C. Dukungan Sosial Keluarga Pada Pernikahan Beda Etnis (Batak Toba-Tamil)
Tiap-tiap suku memiliki konsep dan aturan mengenai perkawinan yang berbeda satu sama lainnya, seperti mengenai pengaturan pembatasan jodoh, mahar, tata upacara dan sebagainya. Salah satu perbedaan yang mencolok ditemukan di dalam masyarakat suku Tamil dengan suku Batak Toba. Suku Tamil cenderung lebih adaptif dengan kelompok etnis lain di Sumatera Utara, salah satunya dengan adanya pernikahan eksogami dengan etnis Jawa, Karo, Nias, Tionghoa dan Batak Toba (Lubis, 2005). Lain halnya dengan suku Batak Toba yang memegang kuat norma endogami (Bangun, 1982). Perkawinan yang dianggap ideal oleh masyarakat suku Batak Toba adalah perkawinan yang dilakukan sesama orang Batak Toba. Perkawinan dengan orang yang bukan Batak tidak akan diakui dalam adat Batak Toba (Bruner, 1994).
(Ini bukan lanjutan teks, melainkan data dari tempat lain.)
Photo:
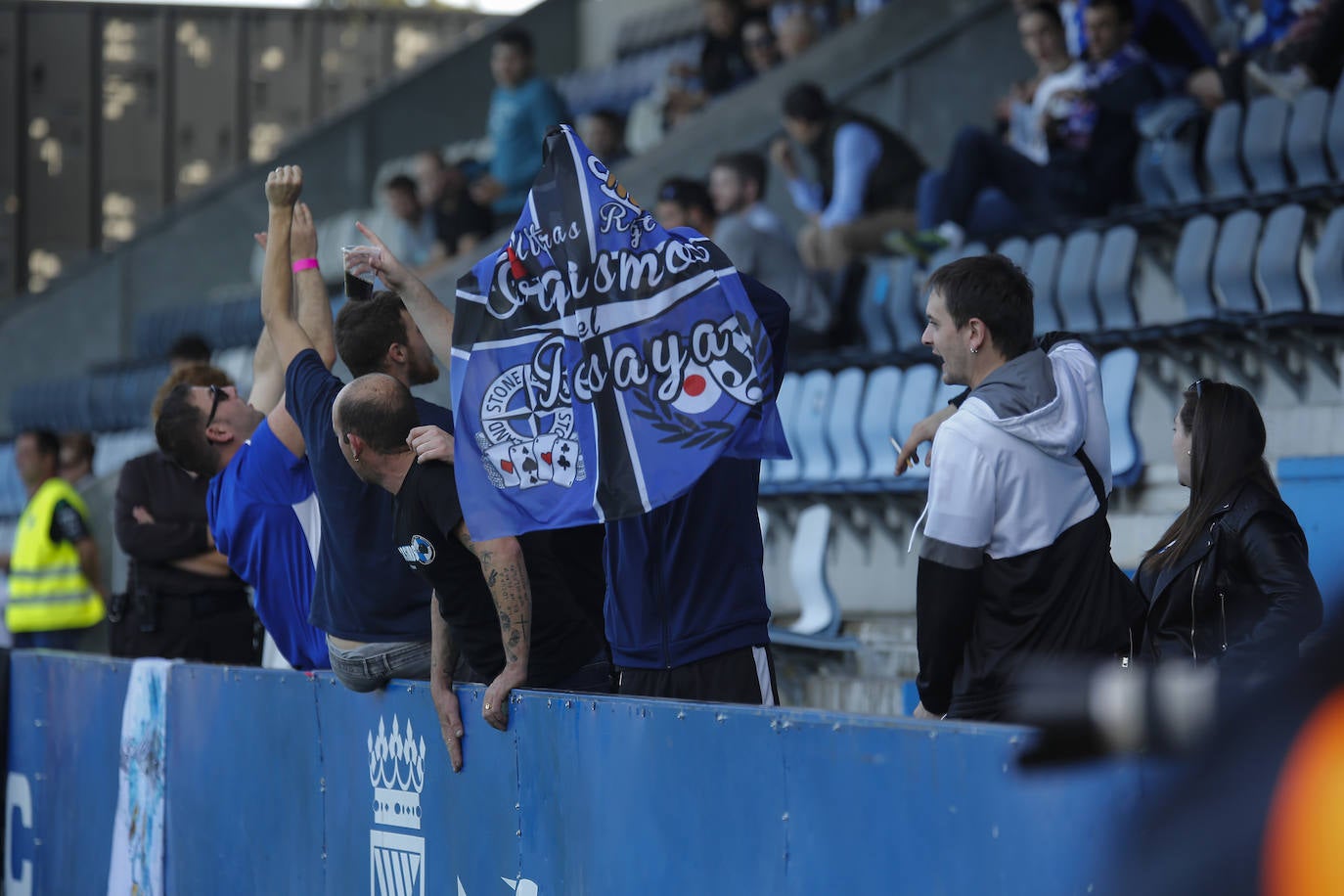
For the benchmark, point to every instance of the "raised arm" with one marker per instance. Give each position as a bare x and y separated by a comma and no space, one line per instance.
430,315
290,338
502,564
315,308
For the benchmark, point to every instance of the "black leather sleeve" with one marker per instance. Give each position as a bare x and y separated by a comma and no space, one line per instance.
1275,559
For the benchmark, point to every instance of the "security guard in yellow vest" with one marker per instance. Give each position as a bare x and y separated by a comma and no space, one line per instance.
56,559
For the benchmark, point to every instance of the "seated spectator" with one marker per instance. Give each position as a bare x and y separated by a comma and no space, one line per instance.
1092,151
723,66
758,244
523,108
796,34
1023,114
460,222
1165,29
1032,104
502,604
416,230
1229,580
867,172
1286,57
816,11
604,132
187,349
182,601
759,46
685,203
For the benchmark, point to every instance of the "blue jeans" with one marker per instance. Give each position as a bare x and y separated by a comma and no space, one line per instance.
992,212
373,665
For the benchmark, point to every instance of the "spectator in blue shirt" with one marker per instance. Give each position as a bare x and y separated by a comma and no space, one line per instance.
523,107
1092,148
1168,32
866,184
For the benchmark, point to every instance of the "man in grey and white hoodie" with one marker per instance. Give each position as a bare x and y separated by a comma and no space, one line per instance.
1016,554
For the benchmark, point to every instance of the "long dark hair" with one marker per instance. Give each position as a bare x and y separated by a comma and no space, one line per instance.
1228,452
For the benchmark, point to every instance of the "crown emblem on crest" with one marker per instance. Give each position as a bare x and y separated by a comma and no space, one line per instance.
397,771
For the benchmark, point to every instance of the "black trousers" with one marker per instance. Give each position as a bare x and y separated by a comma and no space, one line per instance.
203,629
744,675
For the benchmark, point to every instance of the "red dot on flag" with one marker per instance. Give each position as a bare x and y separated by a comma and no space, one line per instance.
515,265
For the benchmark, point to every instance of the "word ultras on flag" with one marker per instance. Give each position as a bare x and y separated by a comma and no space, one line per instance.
601,364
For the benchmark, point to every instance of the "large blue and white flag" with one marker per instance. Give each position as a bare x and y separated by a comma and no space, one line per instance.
601,364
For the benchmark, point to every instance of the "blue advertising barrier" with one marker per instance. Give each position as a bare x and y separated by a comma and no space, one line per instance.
290,784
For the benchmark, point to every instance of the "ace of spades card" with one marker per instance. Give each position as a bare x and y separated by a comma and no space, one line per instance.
498,458
532,470
564,463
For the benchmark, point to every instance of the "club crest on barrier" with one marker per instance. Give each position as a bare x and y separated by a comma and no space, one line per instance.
397,773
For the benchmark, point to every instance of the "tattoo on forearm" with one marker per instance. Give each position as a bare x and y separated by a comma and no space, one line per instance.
513,596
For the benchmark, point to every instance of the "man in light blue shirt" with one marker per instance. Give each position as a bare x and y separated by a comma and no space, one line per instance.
523,107
867,176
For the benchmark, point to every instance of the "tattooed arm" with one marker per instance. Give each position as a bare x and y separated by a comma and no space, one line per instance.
442,661
502,564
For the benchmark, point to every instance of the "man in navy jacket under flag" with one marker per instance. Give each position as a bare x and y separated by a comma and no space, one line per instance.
601,363
607,370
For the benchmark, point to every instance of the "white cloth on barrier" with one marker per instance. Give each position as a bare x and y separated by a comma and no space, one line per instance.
137,835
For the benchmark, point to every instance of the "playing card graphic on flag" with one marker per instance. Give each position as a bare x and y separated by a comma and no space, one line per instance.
601,364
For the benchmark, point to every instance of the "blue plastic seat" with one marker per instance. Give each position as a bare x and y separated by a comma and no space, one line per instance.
1307,139
1015,248
1148,175
1043,272
1264,139
1335,130
1221,147
1276,261
811,427
851,464
1118,377
1232,274
1192,267
781,471
1328,266
13,497
876,421
1178,164
873,309
1114,278
1077,276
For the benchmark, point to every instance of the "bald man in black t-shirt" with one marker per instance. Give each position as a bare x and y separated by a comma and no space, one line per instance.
500,602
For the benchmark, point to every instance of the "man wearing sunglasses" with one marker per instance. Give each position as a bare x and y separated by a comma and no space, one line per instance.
262,503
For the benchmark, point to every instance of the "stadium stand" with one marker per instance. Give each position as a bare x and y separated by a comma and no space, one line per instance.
1235,219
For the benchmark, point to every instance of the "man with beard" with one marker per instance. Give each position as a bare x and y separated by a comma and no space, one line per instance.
374,610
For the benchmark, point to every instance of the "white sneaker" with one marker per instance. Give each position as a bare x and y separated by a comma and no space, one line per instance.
1283,85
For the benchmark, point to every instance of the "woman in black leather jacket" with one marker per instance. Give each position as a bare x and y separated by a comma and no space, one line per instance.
1229,580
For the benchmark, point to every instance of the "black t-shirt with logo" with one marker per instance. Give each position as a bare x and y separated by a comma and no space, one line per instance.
426,514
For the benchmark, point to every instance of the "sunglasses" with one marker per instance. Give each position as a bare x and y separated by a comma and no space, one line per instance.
216,395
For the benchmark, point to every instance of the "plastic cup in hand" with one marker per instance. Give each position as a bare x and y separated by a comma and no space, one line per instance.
359,288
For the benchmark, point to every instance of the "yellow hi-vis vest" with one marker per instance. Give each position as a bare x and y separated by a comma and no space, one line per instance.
47,591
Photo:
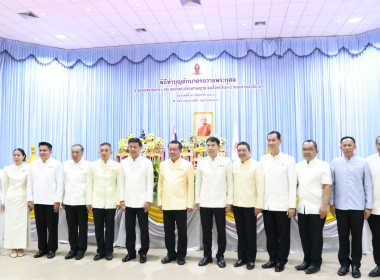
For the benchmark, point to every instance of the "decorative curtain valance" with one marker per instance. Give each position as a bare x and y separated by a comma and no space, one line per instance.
329,46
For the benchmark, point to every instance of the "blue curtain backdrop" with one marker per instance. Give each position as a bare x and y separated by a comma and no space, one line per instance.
313,88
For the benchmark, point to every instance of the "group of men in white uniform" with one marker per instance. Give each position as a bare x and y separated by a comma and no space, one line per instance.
351,186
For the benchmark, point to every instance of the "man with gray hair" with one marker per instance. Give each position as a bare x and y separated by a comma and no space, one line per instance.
74,201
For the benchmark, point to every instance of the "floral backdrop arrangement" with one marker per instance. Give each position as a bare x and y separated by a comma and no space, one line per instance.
150,142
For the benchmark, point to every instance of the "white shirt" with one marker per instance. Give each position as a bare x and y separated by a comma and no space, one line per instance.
280,182
311,178
374,166
136,182
74,182
102,184
45,184
14,181
214,182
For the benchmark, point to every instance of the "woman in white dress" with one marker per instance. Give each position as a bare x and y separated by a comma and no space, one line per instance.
15,206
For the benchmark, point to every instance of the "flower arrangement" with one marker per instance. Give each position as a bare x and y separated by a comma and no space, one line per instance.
200,149
129,136
185,146
201,141
158,142
221,139
123,144
150,146
192,138
150,137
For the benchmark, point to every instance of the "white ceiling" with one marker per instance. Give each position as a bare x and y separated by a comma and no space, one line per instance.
99,23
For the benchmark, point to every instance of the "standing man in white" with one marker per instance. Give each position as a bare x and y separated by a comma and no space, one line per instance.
15,206
248,203
136,196
314,191
279,201
214,196
374,219
103,199
74,201
44,196
175,196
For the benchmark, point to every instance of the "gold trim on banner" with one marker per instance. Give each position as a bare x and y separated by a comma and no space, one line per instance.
156,214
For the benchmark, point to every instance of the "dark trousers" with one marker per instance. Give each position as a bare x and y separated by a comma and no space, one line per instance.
245,220
130,229
374,224
171,218
350,221
77,218
104,217
206,220
311,232
277,230
47,227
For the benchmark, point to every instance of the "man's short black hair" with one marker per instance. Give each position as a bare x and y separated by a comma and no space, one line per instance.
275,132
106,144
78,145
135,140
50,147
213,139
176,142
311,141
245,144
348,137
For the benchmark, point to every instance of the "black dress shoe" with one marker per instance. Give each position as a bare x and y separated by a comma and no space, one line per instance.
375,272
39,254
143,259
79,256
128,257
167,260
356,272
312,269
99,256
240,263
205,261
181,261
302,266
250,265
220,261
343,270
269,264
51,254
70,255
279,267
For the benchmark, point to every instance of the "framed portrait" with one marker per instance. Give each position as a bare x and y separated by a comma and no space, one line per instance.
203,124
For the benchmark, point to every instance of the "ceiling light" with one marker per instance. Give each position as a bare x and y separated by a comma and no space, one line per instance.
187,3
354,20
140,30
199,26
260,23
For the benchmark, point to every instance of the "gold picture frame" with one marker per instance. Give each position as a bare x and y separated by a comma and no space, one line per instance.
203,129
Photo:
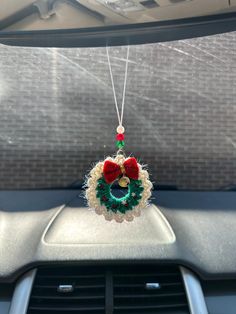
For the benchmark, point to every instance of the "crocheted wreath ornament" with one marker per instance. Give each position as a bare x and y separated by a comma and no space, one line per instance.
129,174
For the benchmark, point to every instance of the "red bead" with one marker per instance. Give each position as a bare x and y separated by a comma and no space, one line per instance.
120,137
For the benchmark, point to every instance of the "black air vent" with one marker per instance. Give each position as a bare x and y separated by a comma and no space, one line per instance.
136,290
126,289
88,295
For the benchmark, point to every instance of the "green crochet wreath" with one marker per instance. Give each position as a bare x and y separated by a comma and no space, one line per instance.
123,204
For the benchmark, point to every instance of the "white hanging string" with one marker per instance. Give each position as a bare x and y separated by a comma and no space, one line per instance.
119,115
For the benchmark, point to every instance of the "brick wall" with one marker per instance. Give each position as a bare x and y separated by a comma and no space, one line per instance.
57,113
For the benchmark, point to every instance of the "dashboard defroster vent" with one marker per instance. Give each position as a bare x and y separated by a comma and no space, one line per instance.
123,289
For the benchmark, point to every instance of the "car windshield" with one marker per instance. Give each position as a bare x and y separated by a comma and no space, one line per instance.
57,113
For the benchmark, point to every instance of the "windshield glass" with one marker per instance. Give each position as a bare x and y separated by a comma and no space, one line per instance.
57,113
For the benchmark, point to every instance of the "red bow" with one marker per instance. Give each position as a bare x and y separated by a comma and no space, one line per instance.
112,171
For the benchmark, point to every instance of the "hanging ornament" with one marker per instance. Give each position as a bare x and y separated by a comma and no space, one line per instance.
127,172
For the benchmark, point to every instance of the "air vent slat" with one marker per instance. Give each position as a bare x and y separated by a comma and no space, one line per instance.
149,290
68,289
123,289
127,296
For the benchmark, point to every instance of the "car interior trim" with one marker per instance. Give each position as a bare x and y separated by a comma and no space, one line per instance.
194,292
21,295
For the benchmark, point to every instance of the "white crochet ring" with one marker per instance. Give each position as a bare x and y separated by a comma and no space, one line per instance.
139,191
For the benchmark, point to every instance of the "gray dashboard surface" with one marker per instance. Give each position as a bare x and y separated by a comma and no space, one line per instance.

Pernikahan beda etnis menghadapi masalah yang hampir sama dengan pernikahan sama etnis, namun ada perbedaan pada beberapa area masalah. Masalah-masalah tersebut meliputi komunikasi verbal dan non verbal, perbedaan konsep dari pernikahan keputusan pasangan didasarkan pada kebutuhan dan tuntutan individual pasangan, atau didasarkan pada tradisi atau persetujuan sosial keluarga. Prasangka dan stereotip juga memainkan peran dalam konflik
(41)
pernikahan seperti ketika masing-masing pasangan memandang yang lainnya sebagai perwakilan dari budayanya yang menyebabkan penyimpangan terhadap peran dan kepribadian pasangan. Markoff juga mengindikasikan sumber konflik lainnya dalam pasangan antar budaya adalah level dari keterlibatan dari keluarga mengenai konflik-konflik pasangan (Tseng , dalam McDermott & Maretzki, 1977).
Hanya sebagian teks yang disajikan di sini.